In insurance claims and litigation workflows, trust is non-negotiable. As AI penetrates document review, triage of losses, and even settlement recommendation, organizations face a key barrier: the reluctance to allow machines to decide alone. Survey data and industry commentary reveal that claims professionals believe AI can significantly boost efficiency—yet adoption remains cautious because of concerns around accuracy, compliance and explainability.
Enter the ‘human-in-the-loop’ (HITL) model. Rather than replacing human judgment, the HITL approach embeds experts at critical junctures—training the models, validating outputs, correcting mis-classifications and taking final decisions. In doing so, it bridges the gap between the speed of automation and the defensibility of human oversight.
For claims adjusters and litigation managers, HITL changes the dynamic: it means the adjuster remains central, empowered by AI rather than replaced by it. In high-stakes environments—catastrophic losses, liability cases, regulatory exposures—the combination of machine speed plus human judgment becomes the operational standard.

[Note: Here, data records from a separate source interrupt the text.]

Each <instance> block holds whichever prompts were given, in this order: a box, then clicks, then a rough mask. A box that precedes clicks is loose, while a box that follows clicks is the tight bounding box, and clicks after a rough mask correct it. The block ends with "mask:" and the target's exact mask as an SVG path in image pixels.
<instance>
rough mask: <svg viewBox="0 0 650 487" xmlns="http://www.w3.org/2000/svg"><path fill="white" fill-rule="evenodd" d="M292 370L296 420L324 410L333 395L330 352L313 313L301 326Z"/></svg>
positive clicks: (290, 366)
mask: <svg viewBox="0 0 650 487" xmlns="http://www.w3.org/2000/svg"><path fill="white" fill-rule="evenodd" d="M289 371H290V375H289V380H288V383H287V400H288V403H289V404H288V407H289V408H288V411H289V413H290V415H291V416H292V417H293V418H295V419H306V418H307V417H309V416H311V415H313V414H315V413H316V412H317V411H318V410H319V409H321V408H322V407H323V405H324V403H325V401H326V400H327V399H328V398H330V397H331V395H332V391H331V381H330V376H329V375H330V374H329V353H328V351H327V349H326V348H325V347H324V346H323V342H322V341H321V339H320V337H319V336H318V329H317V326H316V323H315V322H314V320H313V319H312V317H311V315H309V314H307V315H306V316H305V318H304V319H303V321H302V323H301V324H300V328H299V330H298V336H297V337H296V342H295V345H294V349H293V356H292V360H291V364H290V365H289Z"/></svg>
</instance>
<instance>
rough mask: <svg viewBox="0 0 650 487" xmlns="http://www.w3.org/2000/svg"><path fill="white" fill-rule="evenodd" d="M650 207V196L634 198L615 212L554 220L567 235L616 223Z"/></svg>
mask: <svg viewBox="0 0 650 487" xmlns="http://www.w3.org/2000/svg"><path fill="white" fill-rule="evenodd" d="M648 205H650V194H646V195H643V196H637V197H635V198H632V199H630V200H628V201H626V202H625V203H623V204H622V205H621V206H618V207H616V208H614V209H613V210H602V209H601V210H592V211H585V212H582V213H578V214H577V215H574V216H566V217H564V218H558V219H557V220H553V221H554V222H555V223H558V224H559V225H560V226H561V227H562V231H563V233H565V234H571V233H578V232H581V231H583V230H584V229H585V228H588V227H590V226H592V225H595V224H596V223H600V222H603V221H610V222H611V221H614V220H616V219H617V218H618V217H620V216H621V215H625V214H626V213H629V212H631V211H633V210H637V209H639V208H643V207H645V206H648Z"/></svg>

Implementation considerations include: identifying where in the workflow human intervention adds most value, building audit trails and explainability to satisfy regulators and stakeholders, designing scalable feedback loops so the AI improves over time, and integrating with legacy claims systems rather than ripping them out. Finally, with a significant share of experienced adjusters expected to retire in the next few years, HITL offers a way to scale institutional expertise even as headcount shrinks.
In short: the future of claims management is not automation versus humans, but automation with humans. HITL is emerging as the trust-multiplier that carriers, TPAs and legal teams need to adopt now if they want to lead in speed, accuracy and defensibility.